One thing I’ve discovered in working on the memoir is how much of the story of Eric’s illness I was telling David two years later, shortly after we met.  Many days in April of 2008 I was writing emails and letters to David, telling him what had been happening on that day two years before — this is the weekend Eric first slept all weekend and hardly ate, this is the day he went back to the doctor and ended up at the hospital, and on and on.  I couldn’t help reliving everything and writing it down helped make it easier to carry. Having David to write it to made it easier still.

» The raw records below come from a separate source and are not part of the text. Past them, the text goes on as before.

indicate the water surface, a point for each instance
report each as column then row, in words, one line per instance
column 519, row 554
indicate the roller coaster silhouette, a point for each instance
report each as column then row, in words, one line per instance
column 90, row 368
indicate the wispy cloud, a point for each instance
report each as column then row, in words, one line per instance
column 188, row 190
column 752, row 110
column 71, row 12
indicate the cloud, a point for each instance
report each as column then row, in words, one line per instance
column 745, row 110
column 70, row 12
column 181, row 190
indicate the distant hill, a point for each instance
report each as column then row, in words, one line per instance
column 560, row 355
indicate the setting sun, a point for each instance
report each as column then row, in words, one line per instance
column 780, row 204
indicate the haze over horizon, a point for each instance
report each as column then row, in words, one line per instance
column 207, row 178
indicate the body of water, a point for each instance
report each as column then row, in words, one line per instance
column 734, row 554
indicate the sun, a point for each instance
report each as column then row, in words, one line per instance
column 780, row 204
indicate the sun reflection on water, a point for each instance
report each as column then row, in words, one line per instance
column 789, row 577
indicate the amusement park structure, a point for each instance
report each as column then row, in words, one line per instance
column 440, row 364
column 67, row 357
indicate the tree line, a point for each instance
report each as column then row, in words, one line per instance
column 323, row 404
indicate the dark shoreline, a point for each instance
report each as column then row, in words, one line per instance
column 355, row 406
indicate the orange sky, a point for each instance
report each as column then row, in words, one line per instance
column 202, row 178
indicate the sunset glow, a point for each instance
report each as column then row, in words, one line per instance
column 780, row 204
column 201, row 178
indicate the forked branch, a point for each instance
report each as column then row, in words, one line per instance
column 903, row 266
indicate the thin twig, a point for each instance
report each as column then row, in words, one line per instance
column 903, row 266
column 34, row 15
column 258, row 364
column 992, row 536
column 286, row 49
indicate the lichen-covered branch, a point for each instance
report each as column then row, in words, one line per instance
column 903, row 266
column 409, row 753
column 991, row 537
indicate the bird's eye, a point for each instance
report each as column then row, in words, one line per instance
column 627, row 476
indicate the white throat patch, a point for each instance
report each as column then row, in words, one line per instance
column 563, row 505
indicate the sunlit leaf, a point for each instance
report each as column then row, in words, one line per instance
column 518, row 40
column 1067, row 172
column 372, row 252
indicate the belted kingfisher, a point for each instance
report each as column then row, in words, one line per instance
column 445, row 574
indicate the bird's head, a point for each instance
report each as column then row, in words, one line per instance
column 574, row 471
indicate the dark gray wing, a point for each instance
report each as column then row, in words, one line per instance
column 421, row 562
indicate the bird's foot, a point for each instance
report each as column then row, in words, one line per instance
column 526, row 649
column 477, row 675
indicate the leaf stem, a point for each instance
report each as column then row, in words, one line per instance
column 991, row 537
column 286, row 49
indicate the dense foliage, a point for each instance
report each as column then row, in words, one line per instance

I’m having another one of those years.  Because I’m writing about and reading about remembering each day as if overlaid with that day in 2006, I found myself back on the train of memory.  Here is a letter I wrote to David on April 13, 2008:
Eric’s diagnosis came just before Passover, the Jewish calendar is lunar so the dates float across the Roman calendar. Two years ago tonight was the night we were going to host a Seder here with our NH Jewish friends, a Seder tradition dating back to when we first moved to NH.  I was so delusional in the face of Eric’s mounting illness I’d shopped for the big Seder the weekend before even while knowing on some level it would never happen.  So two years ago Eric was just home from the hospital and we did a little Seder with just the family. Eric told the Passover story, gave a short history on the tradition of the Seder, and Matt told Adrienne later that it had been great to listen to Eric, he’d learned so much, he wished he’d have more Passovers with Eric. Adrienne told Eric Matt had said that, then Eric said to me (so much circular conversation!) “Well, that’s a reason to stay alive for another year. To teach Matt more.” And Eric was dead in three weeks. Yikes. I’ve been crying a lot tonight.

But time is on its constant track, so even as I remember sad times from eight years ago, or remember remembering six years ago, today is today and we had a wonderful Seder last week with some of those same friends.

 

Small Stone #20

Natalie Schain

Tears welled up as I moved into child’s pose this morning, at the beginning of yoga class.  “I wonder what this is about,” I thought, and then in another pose when the tears were right there again.  Then during shavasana, the lying relaxation pose at the end of yoga class, I remembered.  Natalie died a year ago. I’ll light a candle for her at sunset and let the small glow it creates dance in the kitchen as it grows dark. The candle will still be burning when I get up in the morning.  Another day.